Le jour de la promenade dont nous parlons, le propos du prince revint à l’esprit de la duchesse, en remarquant un homme fort mal vêtu qui la suivait de loin à travers le bois. A un détour imprévu que fit la duchesse en continuant sa promenade, cet inconnu se trouva tellement près d’elle qu’elle eut peur. Dans le premier mouvement elle appela son garde-chasse qu’elle avait laissé à mille pas de là, dans le parterre de fleurs tout près du château. L’inconnu eut le temps de s’approcher d’elle et se jeta à ses pieds. Il était jeune, fort bel homme, mais horriblement mal mis; ses habits avaient des déchirures d’un pied de long, mais ses yeux respiraient le feu d’une âme ardente.

—Je suis condamné à mort, je suis le médecin Ferrante Palla, je meurs de faim ainsi que mes cinq enfants.

La duchesse avait remarqué qu’il était horriblement maigre; mais ses yeux étaient tellement beaux et remplis d’une exaltation si tendre, qu’ils lui ôtèrent l’idée du crime. «Pallagi, pensa-t-elle, aurait bien dû donner de tels yeux au saint Jean dans le désert qu’il vient de placer à la cathédrale.» L’idée de saint Jean lui était suggérée par l’incroyable maigreur de Ferrante. La duchesse lui donna trois sequins qu’elle avait dans sa bourse, s’excusant de lui offrir si peu sur ce qu’elle venait de payer un compte à son jardinier. Ferrante la remercia avec effusion.

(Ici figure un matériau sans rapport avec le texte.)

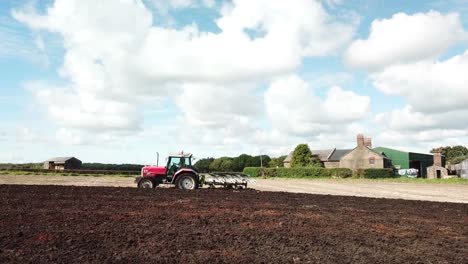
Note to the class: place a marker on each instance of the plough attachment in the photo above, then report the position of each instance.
(227, 180)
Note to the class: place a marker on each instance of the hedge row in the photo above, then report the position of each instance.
(312, 172)
(318, 172)
(376, 174)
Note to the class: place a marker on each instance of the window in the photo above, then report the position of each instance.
(174, 161)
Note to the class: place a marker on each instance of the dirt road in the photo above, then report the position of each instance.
(456, 193)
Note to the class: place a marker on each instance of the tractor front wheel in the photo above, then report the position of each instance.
(145, 184)
(187, 182)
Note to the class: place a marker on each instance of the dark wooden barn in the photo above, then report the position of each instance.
(62, 163)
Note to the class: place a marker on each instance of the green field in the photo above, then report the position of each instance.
(19, 172)
(397, 180)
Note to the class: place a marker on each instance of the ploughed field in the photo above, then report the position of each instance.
(58, 224)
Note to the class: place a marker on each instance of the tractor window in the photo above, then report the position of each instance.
(175, 161)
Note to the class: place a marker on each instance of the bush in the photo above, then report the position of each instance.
(340, 173)
(305, 172)
(253, 171)
(378, 174)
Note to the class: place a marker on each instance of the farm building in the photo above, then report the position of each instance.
(436, 171)
(62, 163)
(361, 157)
(403, 160)
(333, 160)
(461, 169)
(364, 157)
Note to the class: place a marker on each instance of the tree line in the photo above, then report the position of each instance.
(237, 164)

—Hélas, lui dit-il, autrefois j’habitais les villes, je voyais des femmes élégantes; depuis qu’en remplissant mes devoirs de citoyen je me suis fait condamner à mort, je vis dans les bois, et je vous suivais, non pour vous demander l’aumône ou vous voler, mais comme un sauvage fasciné par une angélique beauté. Il y a si longtemps que je n’ai vu deux belles mains blanches!

—Levez-vous donc, lui dit la duchesse, car il était resté à genoux.

—Permettez que je reste ainsi, lui dit Ferrante; cette position me prouve que je ne suis pas occupé actuellement à voler, et elle me tranquillise; car vous saurez que je vole pour vivre depuis que l’on m’empêche d’exercer ma profession. Mais dans ce moment-ci je ne suis qu’un simple mortel qui adore la sublime beauté.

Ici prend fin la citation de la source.